Many of our major cities, located on coasts or around major rivers and estuaries, won’t be able to withstand rising sea levels without barricading themselves within unfeasibly high sea walls.  Around 30% of European cities will be affected. Around 180 cities in the US will be affected by rising sea levels by 2030. The most significant impact will be felt by cities in Asia and South East Asia.

The knock on effect will be displacement within and across national borders. Countries for whom the issue of refugees feels relatively distant, may now find it a central issue for their own populations.

Do we prepare to say goodbye to New York, London, Amsterdam, Shanghai?

At the same time there are huge movements of refugees escaping war, climate change and political upheaval. Temporary settlements are starting to become cities in their own right. According to the UN, the average time refugees stay in temporary settlements is 17 years.

These are not temporary camps – they are emerging cities. These emerging cities may only receive attention at the margins – but they represent a template for how we will deal with the massive dislocation that is to some.

As we can predict – the biggest barriers are failure of imagination, co-ordination  and political polarisation. We need to share this earth and we need to find a way to do that beyond the artificial boundary of country and culture.
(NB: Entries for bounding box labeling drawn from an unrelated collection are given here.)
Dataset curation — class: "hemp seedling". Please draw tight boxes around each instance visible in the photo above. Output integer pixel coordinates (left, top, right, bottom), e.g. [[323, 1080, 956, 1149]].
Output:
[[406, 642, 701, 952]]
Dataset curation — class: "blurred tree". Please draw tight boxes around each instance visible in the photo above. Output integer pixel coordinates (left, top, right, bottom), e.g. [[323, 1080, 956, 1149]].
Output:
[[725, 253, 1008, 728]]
Those that think that barricades can be artificially created – by higher sea walls or by border controls – are failing to imagine that their own destiny may also be as a refugee.

Cities and nations that look to strategies to protect themselves alone need to realise that we are all in this together.

We need cities to step up as global communities that work for the world, not just for their own interests. Because ultimately our interests are intertwined in complex ways and we just don’t know which of us will be called to help and which of us will need help to be offered.